Oniichthys Temporal range: Cenomanian PreꞒ Ꞓ O S D C P T J K Pg N

Scientific classification
- Kingdom: Animalia
- Phylum: Chordata
- Class: Actinopterygii
- Clade: Ginglymodi
- Order: Lepisosteiformes
- Family: Lepisosteidae
- Tribe: Lepisosteini
- Genus: †Oniichthys Cavin & Brito, 2001
- Species: †O. falipoui
- Binomial name: †Oniichthys falipoui Cavin & Brito, 2001
- Synonyms: Atractosteus falipoui (Cavin & Brito, 2001);

= Oniichthys =

- Authority: Cavin & Brito, 2001
- Synonyms: Atractosteus falipoui (Cavin & Brito, 2001)
- Parent authority: Cavin & Brito, 2001

Fossil genus of fishes

Oniichthys is an extinct genus of gar in the family Lepisosteidae. It contains a single species, O. falipoui, known from the Late Cretaceous (Cenomanian) of Morocco.
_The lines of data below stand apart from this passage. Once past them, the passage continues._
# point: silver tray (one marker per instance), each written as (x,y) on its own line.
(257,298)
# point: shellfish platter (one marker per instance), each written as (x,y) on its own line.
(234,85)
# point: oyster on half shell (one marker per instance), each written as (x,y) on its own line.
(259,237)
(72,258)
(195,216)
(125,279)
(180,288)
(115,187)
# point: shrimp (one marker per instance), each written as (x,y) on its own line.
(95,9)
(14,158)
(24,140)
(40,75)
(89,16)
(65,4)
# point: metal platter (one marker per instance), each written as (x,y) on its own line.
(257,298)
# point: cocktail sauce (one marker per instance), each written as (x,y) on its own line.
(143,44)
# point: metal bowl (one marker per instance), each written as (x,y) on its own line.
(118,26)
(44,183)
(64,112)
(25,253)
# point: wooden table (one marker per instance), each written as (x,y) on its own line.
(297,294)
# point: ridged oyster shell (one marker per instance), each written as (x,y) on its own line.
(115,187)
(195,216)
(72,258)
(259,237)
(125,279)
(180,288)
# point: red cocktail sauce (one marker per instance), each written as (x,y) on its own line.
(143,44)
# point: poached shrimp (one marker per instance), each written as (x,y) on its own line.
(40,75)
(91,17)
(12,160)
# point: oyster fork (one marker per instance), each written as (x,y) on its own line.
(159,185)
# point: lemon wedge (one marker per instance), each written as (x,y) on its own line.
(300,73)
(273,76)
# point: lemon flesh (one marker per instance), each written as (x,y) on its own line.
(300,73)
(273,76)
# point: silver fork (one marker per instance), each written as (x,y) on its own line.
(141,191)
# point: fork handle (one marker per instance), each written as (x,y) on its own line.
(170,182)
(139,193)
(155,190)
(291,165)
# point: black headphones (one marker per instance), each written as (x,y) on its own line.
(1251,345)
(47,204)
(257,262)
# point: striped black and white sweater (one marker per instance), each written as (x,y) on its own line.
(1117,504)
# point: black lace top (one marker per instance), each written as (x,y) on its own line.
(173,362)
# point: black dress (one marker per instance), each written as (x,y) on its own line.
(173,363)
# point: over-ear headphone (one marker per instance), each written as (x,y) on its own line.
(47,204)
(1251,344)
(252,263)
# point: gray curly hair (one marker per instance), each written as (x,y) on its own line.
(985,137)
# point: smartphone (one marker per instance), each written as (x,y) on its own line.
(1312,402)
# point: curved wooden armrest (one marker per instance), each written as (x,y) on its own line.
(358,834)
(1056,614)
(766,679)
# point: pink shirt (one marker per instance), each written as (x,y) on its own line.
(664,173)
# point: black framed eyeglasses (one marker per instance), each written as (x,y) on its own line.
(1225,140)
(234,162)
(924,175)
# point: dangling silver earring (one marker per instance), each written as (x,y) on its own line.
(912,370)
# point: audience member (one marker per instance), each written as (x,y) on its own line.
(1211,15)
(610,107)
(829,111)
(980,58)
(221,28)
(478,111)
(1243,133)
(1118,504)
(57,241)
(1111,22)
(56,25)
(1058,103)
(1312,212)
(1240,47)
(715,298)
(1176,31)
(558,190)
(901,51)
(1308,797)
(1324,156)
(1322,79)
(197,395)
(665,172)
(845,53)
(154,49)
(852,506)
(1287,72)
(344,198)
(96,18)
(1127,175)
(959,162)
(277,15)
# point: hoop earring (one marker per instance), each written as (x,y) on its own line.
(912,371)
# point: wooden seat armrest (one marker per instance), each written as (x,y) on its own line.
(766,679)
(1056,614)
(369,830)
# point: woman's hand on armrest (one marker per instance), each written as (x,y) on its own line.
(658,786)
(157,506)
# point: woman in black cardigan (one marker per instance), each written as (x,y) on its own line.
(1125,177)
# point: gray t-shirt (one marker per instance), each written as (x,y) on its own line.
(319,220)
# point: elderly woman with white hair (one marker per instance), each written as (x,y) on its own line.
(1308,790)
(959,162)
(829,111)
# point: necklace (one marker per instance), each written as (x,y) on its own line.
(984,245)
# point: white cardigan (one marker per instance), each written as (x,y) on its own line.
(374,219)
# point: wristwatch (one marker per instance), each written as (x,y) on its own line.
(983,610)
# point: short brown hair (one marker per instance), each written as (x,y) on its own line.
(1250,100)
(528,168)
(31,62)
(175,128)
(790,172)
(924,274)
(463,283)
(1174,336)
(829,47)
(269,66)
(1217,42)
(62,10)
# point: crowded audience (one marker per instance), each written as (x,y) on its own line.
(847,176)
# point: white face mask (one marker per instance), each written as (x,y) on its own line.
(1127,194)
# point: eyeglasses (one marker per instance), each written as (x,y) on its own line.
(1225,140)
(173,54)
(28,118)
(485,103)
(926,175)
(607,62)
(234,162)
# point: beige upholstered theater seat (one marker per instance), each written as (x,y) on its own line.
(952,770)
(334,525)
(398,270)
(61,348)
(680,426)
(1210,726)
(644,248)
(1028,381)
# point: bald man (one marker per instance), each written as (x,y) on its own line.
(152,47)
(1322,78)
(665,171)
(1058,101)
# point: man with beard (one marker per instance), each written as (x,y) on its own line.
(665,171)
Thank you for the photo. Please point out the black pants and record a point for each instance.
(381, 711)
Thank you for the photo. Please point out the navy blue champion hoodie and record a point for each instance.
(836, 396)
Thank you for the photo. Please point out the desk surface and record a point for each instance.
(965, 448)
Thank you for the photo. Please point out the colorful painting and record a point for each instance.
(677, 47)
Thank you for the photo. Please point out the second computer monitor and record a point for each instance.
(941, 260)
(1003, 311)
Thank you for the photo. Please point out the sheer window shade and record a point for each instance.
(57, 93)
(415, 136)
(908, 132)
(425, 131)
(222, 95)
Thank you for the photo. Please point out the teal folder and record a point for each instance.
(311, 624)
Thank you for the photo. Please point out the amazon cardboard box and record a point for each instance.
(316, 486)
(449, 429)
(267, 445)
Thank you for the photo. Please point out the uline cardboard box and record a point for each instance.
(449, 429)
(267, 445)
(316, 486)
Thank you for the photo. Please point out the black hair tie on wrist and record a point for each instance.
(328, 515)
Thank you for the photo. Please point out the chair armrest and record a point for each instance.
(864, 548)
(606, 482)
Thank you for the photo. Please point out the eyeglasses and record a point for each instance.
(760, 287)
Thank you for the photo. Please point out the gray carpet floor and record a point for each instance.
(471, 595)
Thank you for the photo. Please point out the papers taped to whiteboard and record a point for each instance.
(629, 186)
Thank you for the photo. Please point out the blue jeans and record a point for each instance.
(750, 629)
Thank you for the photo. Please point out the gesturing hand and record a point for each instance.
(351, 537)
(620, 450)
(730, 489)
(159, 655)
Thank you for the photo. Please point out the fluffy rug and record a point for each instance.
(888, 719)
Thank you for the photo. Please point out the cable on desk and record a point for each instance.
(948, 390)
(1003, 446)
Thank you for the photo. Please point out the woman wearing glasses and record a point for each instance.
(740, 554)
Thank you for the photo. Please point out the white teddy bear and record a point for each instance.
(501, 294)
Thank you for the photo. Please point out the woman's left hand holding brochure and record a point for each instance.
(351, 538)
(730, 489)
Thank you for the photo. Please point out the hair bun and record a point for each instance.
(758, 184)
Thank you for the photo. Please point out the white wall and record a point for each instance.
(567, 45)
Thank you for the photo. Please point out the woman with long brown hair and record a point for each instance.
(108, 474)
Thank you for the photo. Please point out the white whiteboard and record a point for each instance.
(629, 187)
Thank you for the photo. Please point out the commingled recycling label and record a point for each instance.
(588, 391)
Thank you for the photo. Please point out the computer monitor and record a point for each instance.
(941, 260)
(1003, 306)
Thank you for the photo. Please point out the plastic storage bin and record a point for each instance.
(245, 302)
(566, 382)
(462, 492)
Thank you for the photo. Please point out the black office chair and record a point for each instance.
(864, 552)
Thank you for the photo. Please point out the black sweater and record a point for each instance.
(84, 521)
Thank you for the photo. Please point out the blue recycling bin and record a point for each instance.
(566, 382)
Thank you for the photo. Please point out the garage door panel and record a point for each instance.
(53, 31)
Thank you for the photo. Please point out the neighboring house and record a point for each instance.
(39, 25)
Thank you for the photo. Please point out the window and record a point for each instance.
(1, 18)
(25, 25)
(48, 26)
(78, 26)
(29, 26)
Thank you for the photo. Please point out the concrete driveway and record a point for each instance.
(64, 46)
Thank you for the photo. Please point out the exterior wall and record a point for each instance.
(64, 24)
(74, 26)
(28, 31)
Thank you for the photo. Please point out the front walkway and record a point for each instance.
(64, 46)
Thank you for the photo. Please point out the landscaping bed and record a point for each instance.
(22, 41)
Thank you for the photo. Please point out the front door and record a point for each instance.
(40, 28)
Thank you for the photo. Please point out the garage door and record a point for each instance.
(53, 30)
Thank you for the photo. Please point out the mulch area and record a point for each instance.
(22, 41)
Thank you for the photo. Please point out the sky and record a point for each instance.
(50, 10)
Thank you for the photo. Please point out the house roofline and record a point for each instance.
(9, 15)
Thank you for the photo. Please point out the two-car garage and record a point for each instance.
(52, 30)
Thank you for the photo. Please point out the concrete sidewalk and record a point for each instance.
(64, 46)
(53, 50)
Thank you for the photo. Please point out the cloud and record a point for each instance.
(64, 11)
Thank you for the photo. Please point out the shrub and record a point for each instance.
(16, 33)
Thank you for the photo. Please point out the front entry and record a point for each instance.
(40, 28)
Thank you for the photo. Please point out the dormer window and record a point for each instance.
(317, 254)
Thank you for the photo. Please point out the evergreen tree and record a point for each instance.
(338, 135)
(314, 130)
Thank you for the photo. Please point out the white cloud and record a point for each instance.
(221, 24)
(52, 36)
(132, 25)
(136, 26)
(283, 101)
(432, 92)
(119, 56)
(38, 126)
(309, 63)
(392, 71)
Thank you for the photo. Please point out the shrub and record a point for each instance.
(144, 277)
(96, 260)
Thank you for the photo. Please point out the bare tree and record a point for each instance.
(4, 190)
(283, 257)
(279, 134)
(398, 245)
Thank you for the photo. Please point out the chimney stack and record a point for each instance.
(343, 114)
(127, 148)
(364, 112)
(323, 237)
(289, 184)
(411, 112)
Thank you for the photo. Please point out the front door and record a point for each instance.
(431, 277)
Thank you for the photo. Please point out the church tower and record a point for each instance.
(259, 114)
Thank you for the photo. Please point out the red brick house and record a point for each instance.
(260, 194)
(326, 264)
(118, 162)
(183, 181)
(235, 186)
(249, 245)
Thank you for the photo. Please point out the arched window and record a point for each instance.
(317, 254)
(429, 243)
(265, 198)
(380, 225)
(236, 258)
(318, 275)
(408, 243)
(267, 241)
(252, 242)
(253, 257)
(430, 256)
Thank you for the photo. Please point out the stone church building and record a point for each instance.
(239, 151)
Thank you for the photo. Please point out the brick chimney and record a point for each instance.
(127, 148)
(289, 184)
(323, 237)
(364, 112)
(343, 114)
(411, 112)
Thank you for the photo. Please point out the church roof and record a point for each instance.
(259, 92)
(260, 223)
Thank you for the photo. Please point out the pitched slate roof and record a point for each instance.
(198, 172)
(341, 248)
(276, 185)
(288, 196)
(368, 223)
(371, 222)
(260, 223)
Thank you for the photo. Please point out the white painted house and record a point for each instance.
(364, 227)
It is known from a few very well-preserved, near-complete specimens from the Kem Kem Formation, where it coexisted with the famous Spinosaurus. It closely resembles the modern genus Atractosteus, and is generally placed as its sister genus, a sister to Atractosteus and Lepisosteus, or even as a species within Atractosteus as per Grande (2010), although this latter view has been disputed based on differences in skull morphology.

The genus name references the Ooni, divine Yoruba kings, while the specific epithet honors Christian Falipou, who loaned one of the type specimens.